7. Perform an optimum pitch-over into a nearly constant-energy (shallow Y_angle) dive if necessary, and accelerate through the transonic region to approximately Mach 1.2, using turbofan/ATE/ramjet (supercharged afterburner) power.

8. Execute a long-radius optimum pitch-up to an optimum supersonic climb flight path, using turbofan/ATE/ramjet power.

9. Climb to approximately 29 km (95 kft) altitude, and 1900 m/s (6200 fps) velocity, at optimum flight path angle and velocity, using proportional fuel-flow throttling from turbofan/ATE/ramjet, or full ramjet, as required to maximize total energy acquired per unit mass of fuel consumed as function of velocity and altitude.

10. Ignite rocket engines to full required thrust level at 6200 fps and parallel burn with airbreathing engines to 7200 fps.

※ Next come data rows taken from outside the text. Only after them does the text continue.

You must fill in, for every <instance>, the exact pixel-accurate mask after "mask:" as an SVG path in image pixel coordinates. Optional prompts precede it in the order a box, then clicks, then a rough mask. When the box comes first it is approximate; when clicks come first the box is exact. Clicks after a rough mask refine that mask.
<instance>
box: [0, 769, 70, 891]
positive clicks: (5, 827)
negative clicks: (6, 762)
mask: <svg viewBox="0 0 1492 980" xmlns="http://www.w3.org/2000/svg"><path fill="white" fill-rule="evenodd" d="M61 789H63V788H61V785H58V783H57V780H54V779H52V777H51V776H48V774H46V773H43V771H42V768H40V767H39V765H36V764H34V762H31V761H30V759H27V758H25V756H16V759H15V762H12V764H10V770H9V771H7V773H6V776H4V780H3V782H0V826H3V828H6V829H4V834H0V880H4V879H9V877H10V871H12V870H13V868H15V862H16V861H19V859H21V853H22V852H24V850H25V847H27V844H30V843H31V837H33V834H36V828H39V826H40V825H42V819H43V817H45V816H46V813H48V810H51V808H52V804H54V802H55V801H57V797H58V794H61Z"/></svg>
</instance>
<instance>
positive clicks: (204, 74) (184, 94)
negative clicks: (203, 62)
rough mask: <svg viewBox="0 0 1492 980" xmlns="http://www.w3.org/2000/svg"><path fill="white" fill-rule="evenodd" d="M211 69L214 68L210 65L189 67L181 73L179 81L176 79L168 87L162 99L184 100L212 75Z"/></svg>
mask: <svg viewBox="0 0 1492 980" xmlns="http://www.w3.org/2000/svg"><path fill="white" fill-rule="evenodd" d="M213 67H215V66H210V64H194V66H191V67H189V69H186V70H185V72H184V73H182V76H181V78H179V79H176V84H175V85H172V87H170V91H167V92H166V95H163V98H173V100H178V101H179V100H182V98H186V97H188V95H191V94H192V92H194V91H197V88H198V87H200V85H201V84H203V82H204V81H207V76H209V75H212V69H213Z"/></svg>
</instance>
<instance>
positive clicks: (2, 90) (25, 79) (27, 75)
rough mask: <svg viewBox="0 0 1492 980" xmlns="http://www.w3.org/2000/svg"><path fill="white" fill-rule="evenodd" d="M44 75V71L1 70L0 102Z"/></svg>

11. Shut down airbreather engines while closing airbreather inlet ramps.

12. Continue rocket power at full thrust.

13. Insert into an equatorial elliptical orbit 91 x 556 km (50 x 300 nmi) along an optimum lift/drag/thrust flight profile.

14. Shut down rocket engines and execute a Hohmann transfer to 556 km (300 nmi).

15. Circularize Hohmann transfer.

16. Release Payload or dock with Space Station at that orbit.

17. Perform delta-v maneuver and insert into an equatorial elliptical orbit 91 x 556 km (50 x 300 nmi) in preparation for re-entry.

18. Perform a low-gamma (flight path angle), high-alpha (angle of attack) re-entry deceleration profile very similar to Space Shuttle to approximately Mach 6.

19. Reduce alpha (angle of attack) to appropriate angle for maximum lift/drag ratio for high speed glide and cross range maneuvers to subsonic velocity (Mach 0.85).

20. Open inlets and start some airbreather engines.

21. Perform powered flight to landing field, land on runway, and taxi to jetway. Flyback fuel requirements include approximately 300 nmi subsonic cruise and two landing approach maneuvers (first approach waveoff with fly-around for second approach).